Just a little hiccup in upgrading from Debian 8 to 9

How about a little tale of upgrades for a Friday?
On my dev machine here at the house I was running Debian 8. A few weeks ago, hoping to get more coherent support for things I needed like MySQL 5.7 and PHP 7, I did an in place upgrade to Debian 9. The upgrade proceeded without any issues even, through a couple of reboots and some tests. Finally, with a flourish, there was a final reboot that should have brought the machine back online as a Debian 9 PC.
It crashed.
I was watching a console full of errors of all sorts scroll by. All I could get was an emergency failure prompt. That means something had gone horribly wrong during the boot process. I was quickly able to determine that the issue was in the RAID1 array. I was able to manually mount the RAID volumes and see that the data was still intact. But, something was wrong. I shut it down and let it sitting there.
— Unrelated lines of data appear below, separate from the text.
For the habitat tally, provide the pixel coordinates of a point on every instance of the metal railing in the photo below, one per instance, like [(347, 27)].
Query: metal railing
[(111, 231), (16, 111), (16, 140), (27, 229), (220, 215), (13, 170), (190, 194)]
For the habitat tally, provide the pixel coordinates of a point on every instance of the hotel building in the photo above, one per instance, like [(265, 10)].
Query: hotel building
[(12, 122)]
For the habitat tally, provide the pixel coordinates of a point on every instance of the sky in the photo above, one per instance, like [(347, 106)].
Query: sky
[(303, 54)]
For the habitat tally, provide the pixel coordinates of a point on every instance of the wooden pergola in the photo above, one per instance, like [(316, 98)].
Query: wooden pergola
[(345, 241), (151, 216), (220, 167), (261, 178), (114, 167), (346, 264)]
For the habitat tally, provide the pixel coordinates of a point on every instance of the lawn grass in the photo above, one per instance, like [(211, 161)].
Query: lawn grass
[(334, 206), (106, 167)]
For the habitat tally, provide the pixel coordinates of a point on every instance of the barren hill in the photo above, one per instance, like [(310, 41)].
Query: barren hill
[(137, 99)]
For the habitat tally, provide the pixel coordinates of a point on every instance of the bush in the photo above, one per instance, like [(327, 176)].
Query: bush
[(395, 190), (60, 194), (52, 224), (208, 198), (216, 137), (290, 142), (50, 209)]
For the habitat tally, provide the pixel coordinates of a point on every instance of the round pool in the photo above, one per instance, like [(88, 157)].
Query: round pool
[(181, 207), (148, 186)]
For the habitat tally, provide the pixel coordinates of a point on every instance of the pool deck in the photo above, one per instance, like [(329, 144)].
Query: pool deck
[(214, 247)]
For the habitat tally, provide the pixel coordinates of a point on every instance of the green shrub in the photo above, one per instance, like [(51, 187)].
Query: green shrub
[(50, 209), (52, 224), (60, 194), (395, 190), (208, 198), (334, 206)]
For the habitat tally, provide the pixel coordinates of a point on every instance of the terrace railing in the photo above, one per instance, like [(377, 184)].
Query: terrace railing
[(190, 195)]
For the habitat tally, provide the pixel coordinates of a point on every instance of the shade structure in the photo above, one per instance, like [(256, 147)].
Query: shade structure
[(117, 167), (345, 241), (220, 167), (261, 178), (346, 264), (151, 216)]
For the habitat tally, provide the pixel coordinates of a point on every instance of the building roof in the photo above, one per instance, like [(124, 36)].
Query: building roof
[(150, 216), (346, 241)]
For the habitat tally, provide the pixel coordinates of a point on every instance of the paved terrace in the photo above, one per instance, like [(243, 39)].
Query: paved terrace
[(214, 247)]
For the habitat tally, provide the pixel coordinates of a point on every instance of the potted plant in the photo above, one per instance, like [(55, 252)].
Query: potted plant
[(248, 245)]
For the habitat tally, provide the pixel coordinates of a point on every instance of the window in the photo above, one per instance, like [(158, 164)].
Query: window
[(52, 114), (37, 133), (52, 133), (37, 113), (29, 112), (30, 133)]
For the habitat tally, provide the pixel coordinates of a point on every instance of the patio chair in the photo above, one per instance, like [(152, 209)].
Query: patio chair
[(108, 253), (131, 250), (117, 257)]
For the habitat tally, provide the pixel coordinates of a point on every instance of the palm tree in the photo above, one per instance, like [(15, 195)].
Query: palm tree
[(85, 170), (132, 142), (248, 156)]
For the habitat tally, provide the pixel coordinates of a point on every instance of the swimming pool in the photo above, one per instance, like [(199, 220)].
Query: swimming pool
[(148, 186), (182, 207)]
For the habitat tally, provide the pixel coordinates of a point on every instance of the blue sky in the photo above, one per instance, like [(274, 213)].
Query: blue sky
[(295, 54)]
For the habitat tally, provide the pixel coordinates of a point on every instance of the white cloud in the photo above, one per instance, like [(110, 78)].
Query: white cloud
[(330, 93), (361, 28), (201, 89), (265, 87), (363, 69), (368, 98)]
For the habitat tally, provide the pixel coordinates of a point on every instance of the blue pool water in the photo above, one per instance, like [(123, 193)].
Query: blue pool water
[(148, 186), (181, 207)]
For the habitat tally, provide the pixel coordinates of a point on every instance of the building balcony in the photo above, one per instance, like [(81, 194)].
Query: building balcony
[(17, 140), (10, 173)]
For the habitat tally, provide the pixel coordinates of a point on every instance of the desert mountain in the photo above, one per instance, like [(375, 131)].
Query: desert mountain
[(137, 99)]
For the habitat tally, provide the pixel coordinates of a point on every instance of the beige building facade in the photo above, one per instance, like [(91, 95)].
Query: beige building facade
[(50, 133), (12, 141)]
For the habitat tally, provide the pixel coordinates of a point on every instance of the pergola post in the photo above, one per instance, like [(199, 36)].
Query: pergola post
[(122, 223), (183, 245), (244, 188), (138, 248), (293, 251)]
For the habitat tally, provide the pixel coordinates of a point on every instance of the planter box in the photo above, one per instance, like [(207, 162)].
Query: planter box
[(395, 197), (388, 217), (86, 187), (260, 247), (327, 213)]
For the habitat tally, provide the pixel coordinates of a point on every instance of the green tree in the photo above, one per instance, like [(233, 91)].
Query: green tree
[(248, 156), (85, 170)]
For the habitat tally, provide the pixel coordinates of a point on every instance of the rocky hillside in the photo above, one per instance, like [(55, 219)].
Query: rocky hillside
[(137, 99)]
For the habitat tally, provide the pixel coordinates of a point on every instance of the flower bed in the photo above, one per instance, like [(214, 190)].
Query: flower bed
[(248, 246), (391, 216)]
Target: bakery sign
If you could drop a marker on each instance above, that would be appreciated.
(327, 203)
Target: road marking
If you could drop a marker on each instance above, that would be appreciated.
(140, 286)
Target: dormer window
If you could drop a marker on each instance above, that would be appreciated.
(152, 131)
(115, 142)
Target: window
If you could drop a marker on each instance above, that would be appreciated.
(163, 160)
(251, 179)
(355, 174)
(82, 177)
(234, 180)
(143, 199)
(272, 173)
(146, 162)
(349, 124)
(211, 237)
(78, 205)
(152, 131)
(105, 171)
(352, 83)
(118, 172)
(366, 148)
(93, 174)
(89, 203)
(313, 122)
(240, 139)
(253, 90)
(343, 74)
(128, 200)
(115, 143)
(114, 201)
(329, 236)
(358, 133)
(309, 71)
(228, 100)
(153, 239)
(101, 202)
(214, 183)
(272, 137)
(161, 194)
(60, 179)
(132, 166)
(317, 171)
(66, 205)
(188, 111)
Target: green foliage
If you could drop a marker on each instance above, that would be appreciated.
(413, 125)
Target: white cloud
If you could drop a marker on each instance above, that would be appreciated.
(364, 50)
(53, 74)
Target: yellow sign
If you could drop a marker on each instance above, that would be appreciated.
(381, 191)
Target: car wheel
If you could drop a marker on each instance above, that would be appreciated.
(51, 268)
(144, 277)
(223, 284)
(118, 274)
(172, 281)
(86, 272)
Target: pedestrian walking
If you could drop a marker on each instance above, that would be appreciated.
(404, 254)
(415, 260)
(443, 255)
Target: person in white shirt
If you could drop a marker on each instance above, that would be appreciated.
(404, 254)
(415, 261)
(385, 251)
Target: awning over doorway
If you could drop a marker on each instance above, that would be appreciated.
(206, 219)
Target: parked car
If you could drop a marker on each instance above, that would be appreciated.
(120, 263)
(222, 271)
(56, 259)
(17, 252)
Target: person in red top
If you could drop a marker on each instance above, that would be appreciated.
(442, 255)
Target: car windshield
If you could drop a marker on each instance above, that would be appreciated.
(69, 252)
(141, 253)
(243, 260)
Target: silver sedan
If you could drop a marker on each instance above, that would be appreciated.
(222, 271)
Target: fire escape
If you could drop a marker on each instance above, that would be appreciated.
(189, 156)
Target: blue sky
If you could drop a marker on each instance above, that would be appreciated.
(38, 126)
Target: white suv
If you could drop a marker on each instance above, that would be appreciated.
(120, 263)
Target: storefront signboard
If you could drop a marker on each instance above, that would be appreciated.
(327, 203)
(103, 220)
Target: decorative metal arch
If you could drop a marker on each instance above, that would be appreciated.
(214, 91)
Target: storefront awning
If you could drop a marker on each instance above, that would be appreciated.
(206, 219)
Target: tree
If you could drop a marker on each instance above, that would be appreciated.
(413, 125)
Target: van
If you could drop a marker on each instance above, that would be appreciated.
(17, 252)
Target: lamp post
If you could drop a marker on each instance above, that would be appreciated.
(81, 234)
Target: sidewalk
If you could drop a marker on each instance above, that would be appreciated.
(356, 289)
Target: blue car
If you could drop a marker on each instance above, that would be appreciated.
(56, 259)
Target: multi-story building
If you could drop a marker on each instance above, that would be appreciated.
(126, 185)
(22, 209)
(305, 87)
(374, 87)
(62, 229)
Since Comcast was up and down today I figured this was a good time to get it that box back up and running. With root access from the emergency prompt I was able to comment out the broken mounts for the RAID volumes. This allowed me to get it to boot but it was unhappy about missing the /var and /home mounts from the RAID.
I quickly discovered the I could use mdadm /dev/md1 -manage to get the RAID device up and then I was able to do the mounts for /var and /home. Using Webmin I checked the status of the RAID noted that both RAID volumes were flagged as degraded and each one only showed a single physical device attached. I readded the necessary physical disks to the RAID and waited for it to resync. Then I put the mounts back in fstab and rebooted. It fired right up and all is well with the world.
It appears that during the upgrade process from Debian 8 to 9 the system chose to only recognize one partition on each physical drive as part of the RAID1 setup. That broke the RAID and disrupted the boot process. I doubt I’ll ever see this sort of thing again.